2019/11/19
住宅ローン金利は上がる? 今後を占う銀行の本音
こんにちは。ひかリノベコーディネーターの香月です。
前回は日銀の金融政策から、2020年の金利動向を予測しました。
今回は銀行側から見た2021年以降の住宅ローンの金利の動向を考えてみたいと思います。
収益確保と低金利競争のジレンマ
まず、住宅ローンの金利が下がるということは私達にとっては嬉しいことですが、当然銀行にとっては収益が下がることを意味します。
とはいえ、住宅ローンというのは貸倒率の非常に低い商品と位置づけられていますので、銀行としてはやはり例え低金利でも住宅ローンで融資をしたい、ということで、2019年は各行での金利競争が行われていたように感じます。
ですが、住宅ローンに重きを置いていては収益を上げていくことは当然出来ません。
そのため各銀行は、保有している資産を日本国債等で安定した運用を行ってきたところがこれまでは多かったのですが、現在は日本国債の割合を減らし、より利回りの高い外国債のを増やしたり、個人への保険や投資信託等、手数料等でも収益を上げていかなければならなくなってきているのです。

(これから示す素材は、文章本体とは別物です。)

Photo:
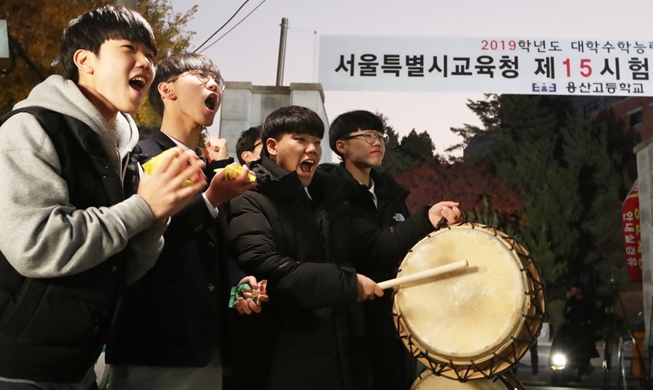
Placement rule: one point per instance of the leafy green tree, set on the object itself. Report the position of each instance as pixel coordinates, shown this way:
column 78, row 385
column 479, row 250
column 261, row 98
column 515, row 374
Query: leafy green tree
column 413, row 150
column 570, row 175
column 35, row 29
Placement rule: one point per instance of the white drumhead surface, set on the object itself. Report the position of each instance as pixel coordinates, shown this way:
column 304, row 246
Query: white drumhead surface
column 468, row 313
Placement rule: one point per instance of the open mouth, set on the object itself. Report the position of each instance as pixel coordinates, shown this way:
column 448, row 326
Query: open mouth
column 211, row 102
column 306, row 166
column 138, row 83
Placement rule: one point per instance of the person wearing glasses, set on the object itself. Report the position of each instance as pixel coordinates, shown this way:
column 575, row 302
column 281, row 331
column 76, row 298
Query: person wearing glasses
column 249, row 145
column 359, row 139
column 170, row 331
column 297, row 231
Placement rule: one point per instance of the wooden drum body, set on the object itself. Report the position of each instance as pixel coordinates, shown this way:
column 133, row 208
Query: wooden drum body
column 429, row 381
column 475, row 322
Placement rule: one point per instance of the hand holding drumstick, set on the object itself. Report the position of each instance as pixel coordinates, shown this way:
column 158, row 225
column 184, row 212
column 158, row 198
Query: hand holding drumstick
column 445, row 211
column 367, row 288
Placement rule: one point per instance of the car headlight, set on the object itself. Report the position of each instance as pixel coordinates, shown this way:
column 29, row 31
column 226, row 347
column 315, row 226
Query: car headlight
column 558, row 361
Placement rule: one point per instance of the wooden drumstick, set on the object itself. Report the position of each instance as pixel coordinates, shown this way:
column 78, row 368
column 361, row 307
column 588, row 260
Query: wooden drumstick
column 443, row 269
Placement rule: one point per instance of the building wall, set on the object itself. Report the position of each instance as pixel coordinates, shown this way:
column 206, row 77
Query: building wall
column 245, row 105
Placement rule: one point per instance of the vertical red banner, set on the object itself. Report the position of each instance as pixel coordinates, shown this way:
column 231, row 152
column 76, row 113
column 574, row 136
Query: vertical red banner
column 631, row 230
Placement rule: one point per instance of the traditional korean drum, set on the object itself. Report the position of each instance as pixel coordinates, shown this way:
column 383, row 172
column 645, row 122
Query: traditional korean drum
column 429, row 381
column 475, row 322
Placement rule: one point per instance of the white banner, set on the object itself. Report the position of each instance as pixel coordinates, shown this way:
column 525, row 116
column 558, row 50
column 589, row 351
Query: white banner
column 4, row 42
column 486, row 65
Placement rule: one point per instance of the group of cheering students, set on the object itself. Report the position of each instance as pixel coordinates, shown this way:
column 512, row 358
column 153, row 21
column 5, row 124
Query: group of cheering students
column 94, row 253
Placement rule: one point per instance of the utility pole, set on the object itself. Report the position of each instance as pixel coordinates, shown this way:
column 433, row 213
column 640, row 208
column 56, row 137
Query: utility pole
column 131, row 4
column 282, row 51
column 4, row 40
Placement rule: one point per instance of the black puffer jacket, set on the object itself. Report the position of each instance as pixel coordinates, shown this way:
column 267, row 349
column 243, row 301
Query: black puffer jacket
column 310, row 333
column 392, row 366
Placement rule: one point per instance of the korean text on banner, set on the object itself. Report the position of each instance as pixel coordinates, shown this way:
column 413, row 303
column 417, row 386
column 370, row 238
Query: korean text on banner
column 631, row 231
column 516, row 65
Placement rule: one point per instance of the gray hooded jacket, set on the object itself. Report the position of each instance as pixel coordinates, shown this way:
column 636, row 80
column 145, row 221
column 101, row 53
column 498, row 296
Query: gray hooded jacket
column 43, row 235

将来的に、この市場の流れに対応できない銀行(特に地銀)は赤字を抱え、合併等も増えてくるかもしれません。
各銀行のトレンドは“付加価値で収益を確保”へ
ただし、諸外国では、マイナス金利を導入している国で収益をアップさせている銀行も多いようです。
手数料や金融サービス(保険や証券取引、投資ファンド等)によって収益を確保出来ているようですね。
それに対して日本はというと、手数料や金融サービスでの収益は諸外国と比べ3分の1から半分以下という状況です。
ビジネスモデルを変革しつつある今、住宅ローンを融資するということは、長期的な保険や資産運用等も付随して見込むことが出来る、まさに今後の銀行の未来を繋ぐものとった意味でも、どの銀行も住宅ローンの融資は増やしたいところなのではないでしょうか。
実際、団体信用生命保険(住宅ローンの残債が残っている段階で死亡した場合には、残債がゼロとなる保険)に8大疾病等の特約をつけることが出来るなど、住宅ローンにプラスアルファの商品を導入している銀行も多くなりましたので、医療保険や死亡保険を見直して、団体信用生命保険を厚くするという方も増えています。
ですので、金利は下げるが他の付随するサービスで収益を、という流れは確実に進んでいるように感じます。
いつかは金利を上げざるを得ない
もしも今後、政策金利は上昇せず、住宅ローンの金利も上げられない場合、銀行は他に収益を確保する道を探し続けるでしょう。
そして、住宅ローン以外での収益を確保出来るようになった場合……
- 住宅ローンに頼らなくても良いので金利を上げる
- 住宅ローンに頼らなくても良いから金利は上げない
この正解は誰にも予測は出来ませんね。
来年、再来年等の近い将来ではないかもしれませんが、上記のような銀行の変革の時期は近づいているのかもしれません。
あるいはその前に日本の景気が上向き、住宅ローンの金利が上昇するタイミングが訪れるのか。
将来の金利の動向を予測することは困難ですが、重要なことは、世の中の動きに少しでも敏感になることではないでしょうか。
国を挙げて物価の上昇を目指している以上、近い将来(それが数年後なのか、10年後なのかはわかりませんが)物価も上がり、金利も上昇している、と考えるのがやはり妥当かもしれません。むしろ、そうならなければ日本の経済が心配です。
日本は諸外国と比べても住宅ローンの金利はかなり低いのですから、今後上昇したとしても何ら不思議ではないと思います。
変動金利を選択しようとされている方も、固定金利が良いのかなとお考えの方も、この過去例の無い低金利の今、住宅購入を一歩踏み込んで考えられてみてはいかがでしょうか。